Is there any way to avoid your credit card info being stolen, other than just not using a credit card?

In general, almost every card number is on the black market. If you have a credit card, it’s probably been stolen. You may not see that people have bought your credit card, because your credit card company has a fraud team. Their main job is just monitoring illegal transactions. It happens all of the time. When you go to the black market, you're buying thousands of numbers. It’s a guarantee that at least one of them will work.

There is not much for a consumer to do to protect themselves. Don’t go to random websites and don’t give away your credit card number. Check your bank statements to see if something is off. Something that is nice in the U.S. is that most credit cards have a liability policy, so if someone stole your credit card and they used it to buy something you are not liable for that purchase.

Once your info is stolen, is there any way to stop it being used?

I don’t know how wide spread this is, but I have heard of banks going to the black market and purchasing credit card numbers so that other people don’t get it. All of the fraud detection would be ‘behind the scenes,’ so you won’t see anything as a consumer. Usually the purchase is a onetime thing because the sellers only sell the same numbers to one person, they will not resell it to someone else.

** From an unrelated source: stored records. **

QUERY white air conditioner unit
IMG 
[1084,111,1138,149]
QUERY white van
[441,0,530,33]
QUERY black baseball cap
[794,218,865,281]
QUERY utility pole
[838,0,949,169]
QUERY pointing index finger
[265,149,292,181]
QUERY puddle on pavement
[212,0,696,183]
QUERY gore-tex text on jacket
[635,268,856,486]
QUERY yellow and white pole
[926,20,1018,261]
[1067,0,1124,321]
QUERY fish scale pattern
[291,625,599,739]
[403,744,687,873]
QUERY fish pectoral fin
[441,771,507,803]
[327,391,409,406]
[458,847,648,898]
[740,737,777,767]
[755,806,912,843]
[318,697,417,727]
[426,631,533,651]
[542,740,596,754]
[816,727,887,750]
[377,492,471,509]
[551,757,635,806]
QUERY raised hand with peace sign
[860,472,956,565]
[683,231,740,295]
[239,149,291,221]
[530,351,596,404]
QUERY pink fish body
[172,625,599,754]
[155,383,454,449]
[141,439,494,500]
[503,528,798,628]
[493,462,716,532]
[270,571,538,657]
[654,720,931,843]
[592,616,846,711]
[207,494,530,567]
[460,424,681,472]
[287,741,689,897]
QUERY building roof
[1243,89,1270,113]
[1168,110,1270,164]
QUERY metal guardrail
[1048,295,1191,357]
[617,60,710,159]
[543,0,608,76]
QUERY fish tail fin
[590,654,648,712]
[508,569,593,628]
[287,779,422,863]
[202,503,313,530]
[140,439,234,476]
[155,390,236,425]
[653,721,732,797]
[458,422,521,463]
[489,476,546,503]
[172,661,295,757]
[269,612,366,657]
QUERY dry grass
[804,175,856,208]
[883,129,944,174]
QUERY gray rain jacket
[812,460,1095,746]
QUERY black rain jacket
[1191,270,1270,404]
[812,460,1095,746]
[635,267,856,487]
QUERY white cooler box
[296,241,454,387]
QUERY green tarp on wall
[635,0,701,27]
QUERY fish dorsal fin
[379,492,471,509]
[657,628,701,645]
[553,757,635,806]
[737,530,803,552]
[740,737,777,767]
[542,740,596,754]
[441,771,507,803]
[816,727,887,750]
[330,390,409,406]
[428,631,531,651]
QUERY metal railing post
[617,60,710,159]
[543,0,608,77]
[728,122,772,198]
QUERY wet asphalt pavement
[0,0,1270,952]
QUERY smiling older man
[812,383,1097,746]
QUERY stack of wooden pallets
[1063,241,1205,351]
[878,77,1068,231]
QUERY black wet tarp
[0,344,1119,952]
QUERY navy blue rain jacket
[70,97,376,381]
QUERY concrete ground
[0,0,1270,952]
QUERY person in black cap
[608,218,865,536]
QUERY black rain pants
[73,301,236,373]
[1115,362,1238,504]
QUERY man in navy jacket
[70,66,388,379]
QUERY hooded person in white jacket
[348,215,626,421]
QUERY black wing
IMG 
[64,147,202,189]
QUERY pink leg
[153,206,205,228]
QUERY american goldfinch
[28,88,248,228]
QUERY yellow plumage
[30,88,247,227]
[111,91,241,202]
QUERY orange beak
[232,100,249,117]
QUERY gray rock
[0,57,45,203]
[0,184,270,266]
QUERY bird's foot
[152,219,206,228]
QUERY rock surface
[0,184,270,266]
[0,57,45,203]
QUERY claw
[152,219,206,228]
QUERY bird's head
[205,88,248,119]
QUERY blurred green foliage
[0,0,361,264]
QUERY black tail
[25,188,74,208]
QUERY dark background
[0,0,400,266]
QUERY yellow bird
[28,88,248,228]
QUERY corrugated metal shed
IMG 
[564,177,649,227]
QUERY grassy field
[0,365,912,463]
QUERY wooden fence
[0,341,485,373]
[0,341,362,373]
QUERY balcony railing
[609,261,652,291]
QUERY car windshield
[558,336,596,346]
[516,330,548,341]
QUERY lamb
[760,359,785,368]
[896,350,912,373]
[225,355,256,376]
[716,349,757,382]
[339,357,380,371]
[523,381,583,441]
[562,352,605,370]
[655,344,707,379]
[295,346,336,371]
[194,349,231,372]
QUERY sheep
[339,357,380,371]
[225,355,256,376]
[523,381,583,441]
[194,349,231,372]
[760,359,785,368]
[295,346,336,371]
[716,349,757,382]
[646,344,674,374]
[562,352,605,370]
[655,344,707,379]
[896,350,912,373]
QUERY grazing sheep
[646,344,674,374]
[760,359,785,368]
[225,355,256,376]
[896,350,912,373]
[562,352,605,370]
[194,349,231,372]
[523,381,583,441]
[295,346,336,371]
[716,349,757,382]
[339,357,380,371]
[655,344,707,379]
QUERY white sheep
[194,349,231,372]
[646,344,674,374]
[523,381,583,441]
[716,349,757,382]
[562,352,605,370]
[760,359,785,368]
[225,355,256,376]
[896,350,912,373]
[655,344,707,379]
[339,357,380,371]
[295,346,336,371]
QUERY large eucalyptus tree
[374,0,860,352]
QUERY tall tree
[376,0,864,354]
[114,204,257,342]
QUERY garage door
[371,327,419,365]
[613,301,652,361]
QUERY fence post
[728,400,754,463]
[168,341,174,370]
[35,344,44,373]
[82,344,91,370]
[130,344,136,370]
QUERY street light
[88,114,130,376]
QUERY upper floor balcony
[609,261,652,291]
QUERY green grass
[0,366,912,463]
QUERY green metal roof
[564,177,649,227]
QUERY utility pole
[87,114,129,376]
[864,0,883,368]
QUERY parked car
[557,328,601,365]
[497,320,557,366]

How can you find out what information about you is available?

As a regular person, you just have to look through all of the black markets for yourself, see what’s on Google, and see what's out there—and delete it. It is doable, but it is a lot of work, a lot of companies offer that as a service now.

How would you steal an individual card?

There are a few things I could do:

• The first thing I could do is break into your house, or rob you to get your information.
• I could also try and guess your banking passwords to get your information that way.
• Many credit cards also have many wireless capabilities, such as NFC chips. It’s similar to the way people use a Ventra card, all you have to do is tap the card onto the pad, and it’ll pay your balance. I could use this to my advantage and walk around with a machine that reads everyone’s credit card numbers who are in my surroundings. All I would have to do is get really close to you. So, maybe I would bump into you and then my device is reading your credit card number. The device is just like what you see used on the residential hall doors that scan a student’s ID. The person whose credit card I just stole wouldn’t even see it. It could just be in my pocket and no one would think twice. It’s a type of machine that runs on batteries, you can buy one at Walmart or anywhere else. One of my students did a project on credit cards last year, and she saw that Walmart was selling them for about $70. It’s pretty cheap. A way to protect yourself against this trick is to use the sleeve your credit card came in from the bank, it will prevent any wireless communication.
• There are credit card skimmers too. If I was trying to steal a credit card number, I would go to a gas station and put in a little device, maybe less than an inch thick, on top where you would swipe your card. Someone can put one in and then a week later, come and take it out. It would have recorded a bunch of people’s credit card numbers. I could even put a camera next to it, so I would see all of the information that I would need to steal the credit cards.